Laurys Station was initially known as "Slate Dam" after the Lehigh Coal and Navigation Company built a large dam there in 1830. In 1832, David Laury established a hotel there, which became a popular resort during the summer months. Laury became the settlement's postmaster in 1853 and station agent when the Lehigh Valley Railroad opened a station there in 1855. The Lehigh Valley Railroad's four-track mainline was located directly in the middle of the town, which was situated around present-day Mauser Street. It is unknown at what point in time the apostrophe was dropped from the village name, but Laury's Station eventually became Laurys Station.

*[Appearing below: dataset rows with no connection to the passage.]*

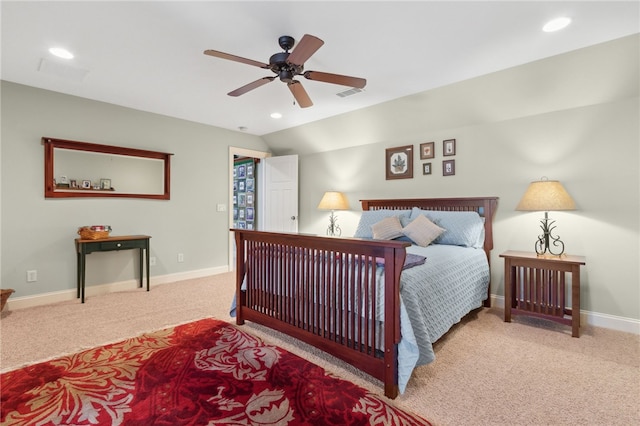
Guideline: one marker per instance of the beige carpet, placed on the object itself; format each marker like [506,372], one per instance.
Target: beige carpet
[487,372]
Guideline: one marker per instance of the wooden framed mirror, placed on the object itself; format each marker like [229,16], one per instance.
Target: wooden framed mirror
[80,169]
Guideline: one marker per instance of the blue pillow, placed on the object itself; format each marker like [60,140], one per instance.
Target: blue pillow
[462,228]
[371,217]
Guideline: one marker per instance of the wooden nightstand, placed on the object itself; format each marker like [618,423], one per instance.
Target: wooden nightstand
[537,286]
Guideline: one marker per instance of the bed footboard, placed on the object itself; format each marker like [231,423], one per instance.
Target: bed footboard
[327,292]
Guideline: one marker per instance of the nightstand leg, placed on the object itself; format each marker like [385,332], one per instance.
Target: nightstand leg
[508,286]
[575,301]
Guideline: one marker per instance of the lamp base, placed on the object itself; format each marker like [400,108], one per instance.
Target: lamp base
[547,244]
[333,230]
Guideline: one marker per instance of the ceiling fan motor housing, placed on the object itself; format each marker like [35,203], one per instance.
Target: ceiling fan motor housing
[286,71]
[286,42]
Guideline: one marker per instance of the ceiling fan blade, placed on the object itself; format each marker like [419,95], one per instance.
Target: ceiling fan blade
[254,85]
[300,94]
[304,49]
[343,80]
[231,57]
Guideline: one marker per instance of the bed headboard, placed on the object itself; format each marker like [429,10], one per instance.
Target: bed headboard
[484,206]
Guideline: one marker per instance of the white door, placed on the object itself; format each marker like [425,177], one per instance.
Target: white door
[280,194]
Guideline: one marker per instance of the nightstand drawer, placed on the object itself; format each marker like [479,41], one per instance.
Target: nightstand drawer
[121,245]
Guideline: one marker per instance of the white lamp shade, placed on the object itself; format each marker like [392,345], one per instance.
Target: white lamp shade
[546,195]
[333,200]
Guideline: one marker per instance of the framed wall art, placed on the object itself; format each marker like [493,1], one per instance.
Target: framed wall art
[399,162]
[448,167]
[427,150]
[449,147]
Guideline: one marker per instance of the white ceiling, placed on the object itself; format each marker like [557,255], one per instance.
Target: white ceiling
[149,55]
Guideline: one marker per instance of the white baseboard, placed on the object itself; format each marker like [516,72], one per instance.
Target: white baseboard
[596,319]
[96,290]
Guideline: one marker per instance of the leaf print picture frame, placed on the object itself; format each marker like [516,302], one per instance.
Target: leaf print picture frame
[399,162]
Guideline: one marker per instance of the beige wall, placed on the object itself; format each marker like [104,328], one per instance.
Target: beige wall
[574,118]
[38,233]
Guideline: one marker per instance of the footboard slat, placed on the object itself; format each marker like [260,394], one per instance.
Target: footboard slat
[328,292]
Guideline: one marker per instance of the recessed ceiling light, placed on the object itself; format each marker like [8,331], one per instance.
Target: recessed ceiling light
[556,24]
[61,53]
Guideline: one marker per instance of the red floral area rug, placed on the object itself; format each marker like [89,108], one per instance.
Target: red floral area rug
[203,373]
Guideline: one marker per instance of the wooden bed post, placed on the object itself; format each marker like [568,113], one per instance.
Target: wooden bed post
[240,273]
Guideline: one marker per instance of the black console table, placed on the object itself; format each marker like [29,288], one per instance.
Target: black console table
[127,242]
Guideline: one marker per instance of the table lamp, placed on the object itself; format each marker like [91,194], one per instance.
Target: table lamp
[333,200]
[547,195]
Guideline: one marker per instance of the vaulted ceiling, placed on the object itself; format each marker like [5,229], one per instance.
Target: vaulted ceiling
[149,55]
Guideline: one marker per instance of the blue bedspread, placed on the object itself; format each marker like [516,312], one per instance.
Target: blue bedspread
[434,296]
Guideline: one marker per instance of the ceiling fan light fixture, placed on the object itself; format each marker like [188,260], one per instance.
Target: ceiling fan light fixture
[286,75]
[61,53]
[556,24]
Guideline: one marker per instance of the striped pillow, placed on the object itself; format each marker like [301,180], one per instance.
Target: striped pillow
[422,231]
[387,229]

Laurys Station, at one point in time, had its own amusement park on an island in the river. Founded by the Lehigh Valley Railroad Company in 1891 and known as Laury's Island, it included attractions such as steamboat rides, a merry-go-round, and a large dancing pavilion. It was frequently used by social and church groups in the area for gatherings and local family reunions. The Allentown Band held regular concerts there. A massive flood in February 1902 caused severe damage to the park; although repairs were made and operations continued for a few more years, the park was closed and dismantled in 1906.

==Geography==
Laurys Station is located in northeastern Lehigh County in the northeastern part of North Whitehall Township. It sits within a bend of the Lehigh River, which borders the community to the west, north, and east. Across the river are Lehigh Township to the north and west, and Allen Township to the east.

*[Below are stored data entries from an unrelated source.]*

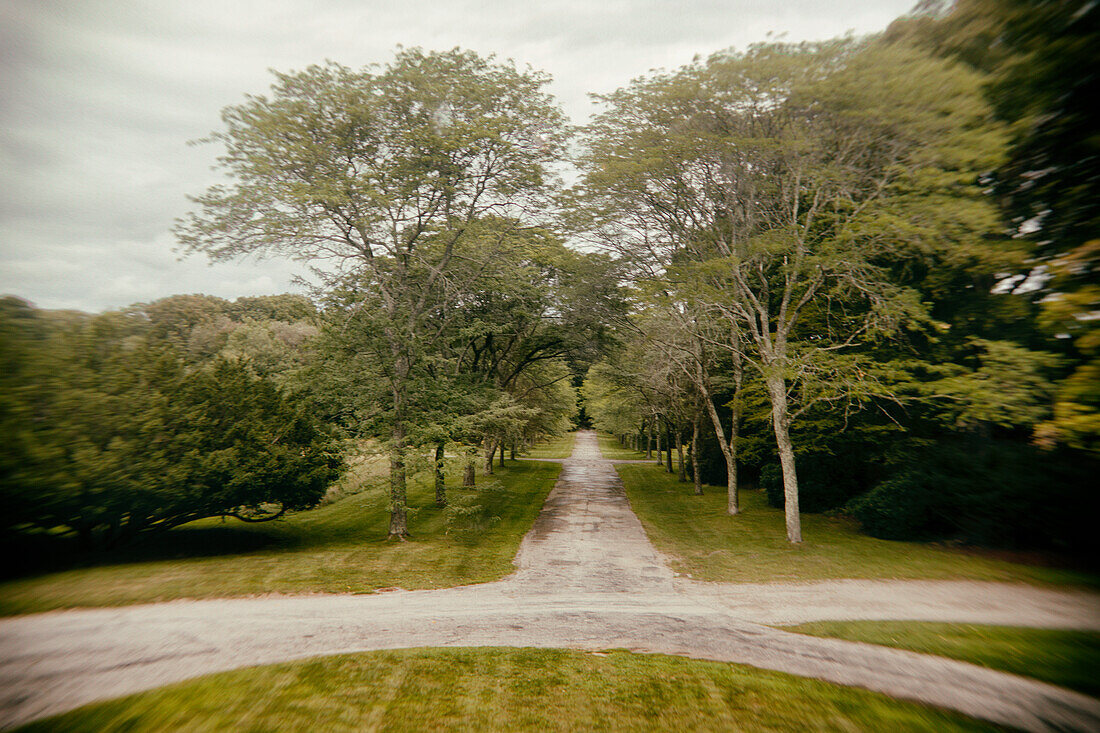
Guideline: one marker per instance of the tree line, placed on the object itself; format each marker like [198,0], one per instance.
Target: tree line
[856,273]
[875,251]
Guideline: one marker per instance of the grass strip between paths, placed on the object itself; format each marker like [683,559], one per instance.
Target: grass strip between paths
[506,689]
[706,544]
[1068,658]
[337,548]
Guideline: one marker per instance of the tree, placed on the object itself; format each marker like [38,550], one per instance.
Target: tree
[769,188]
[120,437]
[382,174]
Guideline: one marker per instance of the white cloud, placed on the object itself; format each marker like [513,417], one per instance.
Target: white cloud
[98,101]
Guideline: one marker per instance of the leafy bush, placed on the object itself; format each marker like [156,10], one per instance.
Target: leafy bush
[825,482]
[111,436]
[987,492]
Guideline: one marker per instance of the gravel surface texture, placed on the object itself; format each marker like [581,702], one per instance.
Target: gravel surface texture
[586,578]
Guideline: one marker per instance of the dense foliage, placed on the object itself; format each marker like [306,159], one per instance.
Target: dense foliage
[817,255]
[110,430]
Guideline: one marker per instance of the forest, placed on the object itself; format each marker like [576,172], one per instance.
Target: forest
[856,275]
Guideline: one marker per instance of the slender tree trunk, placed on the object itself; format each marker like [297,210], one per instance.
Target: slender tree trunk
[680,457]
[781,420]
[668,449]
[728,452]
[470,471]
[490,455]
[398,515]
[440,474]
[696,479]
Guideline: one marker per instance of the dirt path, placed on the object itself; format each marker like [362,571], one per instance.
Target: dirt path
[587,578]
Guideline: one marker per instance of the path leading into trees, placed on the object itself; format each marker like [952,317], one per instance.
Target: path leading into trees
[586,578]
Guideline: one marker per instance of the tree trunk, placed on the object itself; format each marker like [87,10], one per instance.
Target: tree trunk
[680,458]
[696,479]
[728,452]
[668,449]
[398,506]
[398,514]
[490,455]
[780,422]
[440,474]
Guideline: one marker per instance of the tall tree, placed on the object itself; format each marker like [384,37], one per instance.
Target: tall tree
[382,173]
[770,186]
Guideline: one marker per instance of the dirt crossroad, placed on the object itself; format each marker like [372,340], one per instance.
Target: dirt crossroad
[586,578]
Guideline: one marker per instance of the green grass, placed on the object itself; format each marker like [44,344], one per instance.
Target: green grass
[705,543]
[1069,658]
[561,447]
[506,689]
[612,450]
[337,548]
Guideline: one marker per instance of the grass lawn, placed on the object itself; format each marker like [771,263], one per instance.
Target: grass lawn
[338,548]
[1069,658]
[702,540]
[506,689]
[554,448]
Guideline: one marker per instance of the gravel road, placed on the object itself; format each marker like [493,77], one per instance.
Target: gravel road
[586,578]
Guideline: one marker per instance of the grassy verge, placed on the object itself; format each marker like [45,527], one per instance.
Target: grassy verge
[338,548]
[493,689]
[705,543]
[556,448]
[612,450]
[1069,658]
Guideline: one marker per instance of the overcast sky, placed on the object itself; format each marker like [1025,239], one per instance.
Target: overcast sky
[98,99]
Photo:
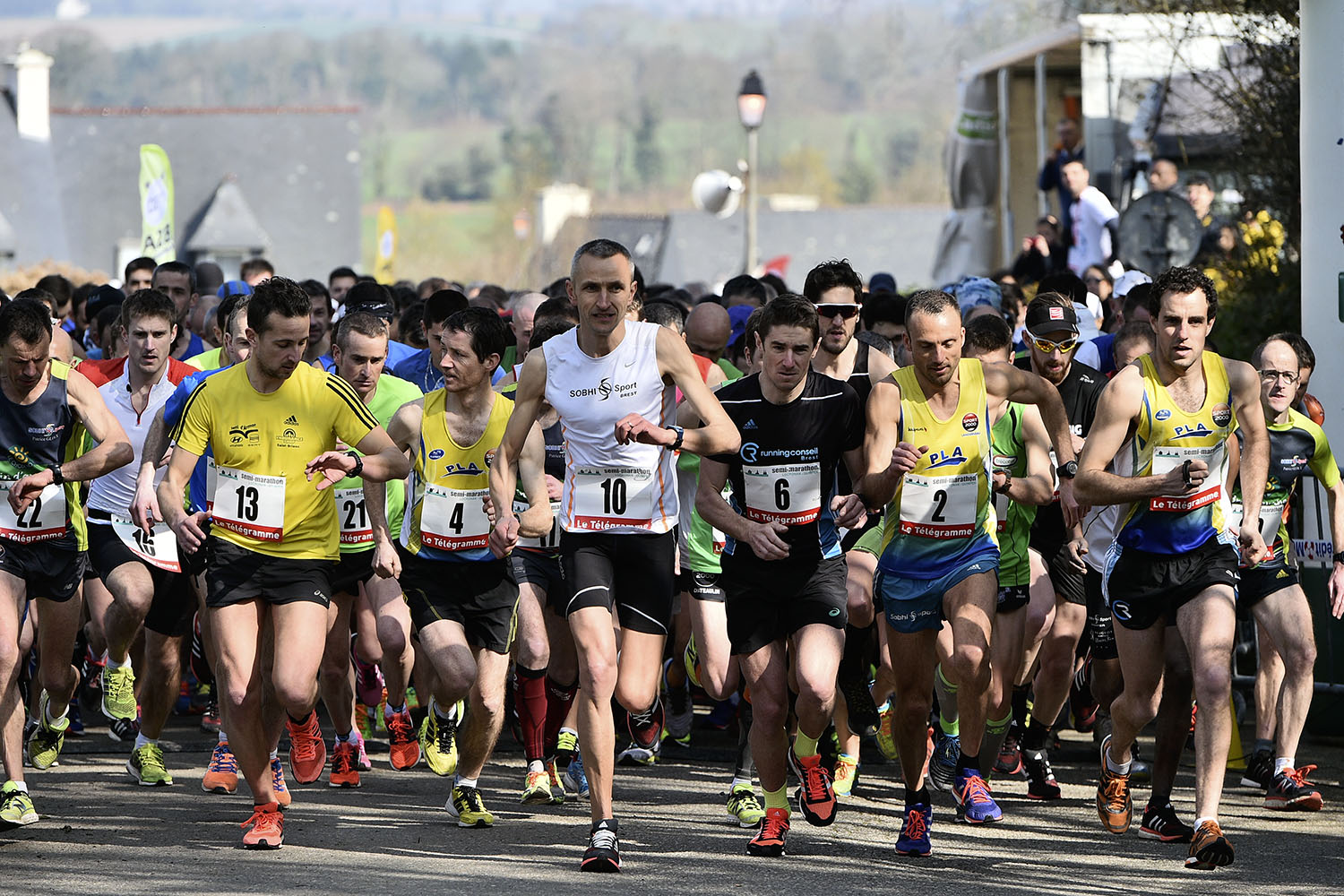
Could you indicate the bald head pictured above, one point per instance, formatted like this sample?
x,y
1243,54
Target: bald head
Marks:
x,y
707,330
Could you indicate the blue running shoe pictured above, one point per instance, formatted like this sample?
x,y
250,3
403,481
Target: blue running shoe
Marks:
x,y
943,767
574,780
914,831
973,801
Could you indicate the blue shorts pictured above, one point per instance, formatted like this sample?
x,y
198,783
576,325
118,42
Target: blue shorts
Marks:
x,y
916,605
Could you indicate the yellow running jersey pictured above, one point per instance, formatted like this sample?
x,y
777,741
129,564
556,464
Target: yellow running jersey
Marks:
x,y
941,513
445,519
263,498
1164,440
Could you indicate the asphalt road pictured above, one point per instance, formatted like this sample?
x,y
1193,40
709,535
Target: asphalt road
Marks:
x,y
102,834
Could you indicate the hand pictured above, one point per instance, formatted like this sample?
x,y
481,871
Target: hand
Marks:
x,y
632,427
765,540
849,511
387,563
1077,551
191,530
333,466
504,536
144,506
26,489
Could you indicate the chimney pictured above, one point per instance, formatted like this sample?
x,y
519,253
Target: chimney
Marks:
x,y
32,93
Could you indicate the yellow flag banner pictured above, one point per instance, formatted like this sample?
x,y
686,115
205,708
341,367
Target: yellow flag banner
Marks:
x,y
156,228
386,246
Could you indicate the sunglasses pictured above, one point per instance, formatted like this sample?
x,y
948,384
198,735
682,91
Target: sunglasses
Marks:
x,y
831,309
1046,347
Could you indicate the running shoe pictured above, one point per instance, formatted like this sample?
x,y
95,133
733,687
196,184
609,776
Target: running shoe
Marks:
x,y
1040,777
1210,848
943,767
15,806
914,831
1115,805
1010,761
147,766
816,797
277,783
975,804
769,840
118,692
344,766
438,743
846,775
1290,790
268,828
744,806
1163,823
222,772
306,748
604,852
1260,770
47,737
575,780
465,805
402,743
537,788
886,735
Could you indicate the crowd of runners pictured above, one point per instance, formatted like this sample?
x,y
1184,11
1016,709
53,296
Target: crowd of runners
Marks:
x,y
935,525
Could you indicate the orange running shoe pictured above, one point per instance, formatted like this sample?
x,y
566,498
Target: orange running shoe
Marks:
x,y
268,828
344,769
403,742
306,748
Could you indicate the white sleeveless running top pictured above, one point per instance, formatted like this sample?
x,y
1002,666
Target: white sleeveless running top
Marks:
x,y
610,487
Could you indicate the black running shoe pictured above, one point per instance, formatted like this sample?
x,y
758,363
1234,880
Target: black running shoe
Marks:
x,y
604,852
1163,823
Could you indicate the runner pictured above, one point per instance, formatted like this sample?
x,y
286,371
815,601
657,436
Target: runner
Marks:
x,y
465,632
273,425
42,530
1271,591
933,470
1172,552
145,573
612,384
784,575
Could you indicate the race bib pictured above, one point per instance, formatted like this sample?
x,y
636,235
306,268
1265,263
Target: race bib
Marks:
x,y
158,547
940,506
788,493
548,541
42,520
615,495
1167,458
355,528
454,519
249,504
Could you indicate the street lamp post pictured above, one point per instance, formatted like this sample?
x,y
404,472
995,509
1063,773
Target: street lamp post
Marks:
x,y
750,112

According to the U.S. Census Bureau, Laurys Station has a total area of 4.5 sqkm, of which 4.2 sqkm are land and 0.3 sqkm, or 6.77%, are water. Via the Lehigh River, the community is part of the Delaware River watershed.

Historical population
| Census | Pop. | Note | %± |
|---|---|---|---|
| 2000 | 1,343 |  | — |
| 2010 | 1,243 |  | −7.4% |
| 2020 | 1,170 |  | −5.9% |

==Education==

Laurys Station is part of the Parkland School District. Students in grades nine through 12 attend Parkland High School.